財政保有についてきちんとした計画がなければ、高齢者の扶養・介護問題の障害が排除できるとはいえない。財政問題が解決されていないから、国民が独自に介護・ケアの負担を負っている。サービスが購買できないから無認可の施設を利用するようになり、その発展を促進させるといえる。また、国民のなかに国民皆保険をできるだけ利用して、支払いの責任を逃避する人もいる。このことは社会的入院の問題を助成させ(1995年台北市における病院調査によると、15%に近い入院患者は社会的入院である)、また高価な医療資源の浪費によって、医療経費の支払いに影響を与えた。以上のように、支払い制度が制定されていないため、長期介護資源の正常的な発展もできず、コストと品質管理・督促する仕組も構築できない。

 

(4)組織管理

長期介護の業務は社会福祉及び医療衛生の二大系統に分けられ、運営されていることは長期介護のもっとも大きな問題点である。
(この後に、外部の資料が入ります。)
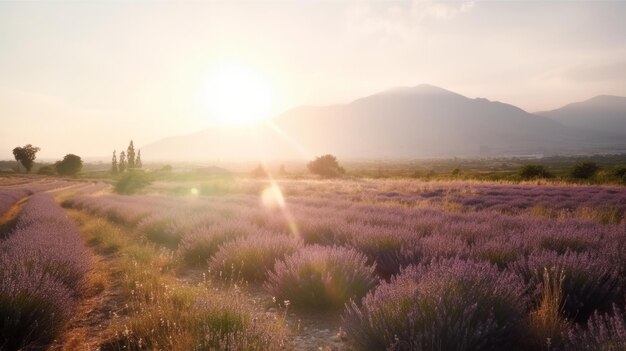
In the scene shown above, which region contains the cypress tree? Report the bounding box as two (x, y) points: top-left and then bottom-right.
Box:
(135, 149), (143, 168)
(117, 151), (126, 173)
(126, 140), (135, 169)
(111, 150), (117, 174)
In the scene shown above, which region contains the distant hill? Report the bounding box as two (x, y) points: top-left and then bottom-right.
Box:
(537, 95), (626, 137)
(142, 85), (626, 160)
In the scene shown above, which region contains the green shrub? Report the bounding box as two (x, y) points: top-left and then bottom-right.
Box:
(571, 162), (600, 179)
(519, 165), (554, 180)
(115, 171), (152, 195)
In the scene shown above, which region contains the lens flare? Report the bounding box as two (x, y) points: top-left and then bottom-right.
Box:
(261, 184), (285, 209)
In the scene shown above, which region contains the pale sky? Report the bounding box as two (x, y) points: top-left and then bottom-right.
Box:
(0, 1), (626, 159)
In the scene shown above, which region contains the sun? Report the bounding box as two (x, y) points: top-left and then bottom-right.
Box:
(204, 63), (273, 127)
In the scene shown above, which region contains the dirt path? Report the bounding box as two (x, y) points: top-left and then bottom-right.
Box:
(50, 210), (124, 351)
(0, 196), (30, 239)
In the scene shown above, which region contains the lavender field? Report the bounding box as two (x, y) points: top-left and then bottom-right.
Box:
(0, 178), (626, 350)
このことによって結局資源が統合的運用できず、管理についても一致できない状態になってしまう。これらの問題を改善するため、 2つの系統を1つにして、業務を同一機関に集中すべきである。社会福祉と医療衛生の分立問題を解決するため、厚生省の成立は期待できよう。ただし、成立時間についてはまだ未知数であるから、今のところ、各種類の施設サービスを1つの機関に所管させることによって、組織の健全的発展と管理制度の有効的制定が求められる。医療衛生体系にしても、社会福祉体系にしても、関連分野の学者と行政側の専門家を招いて再議論すべきである。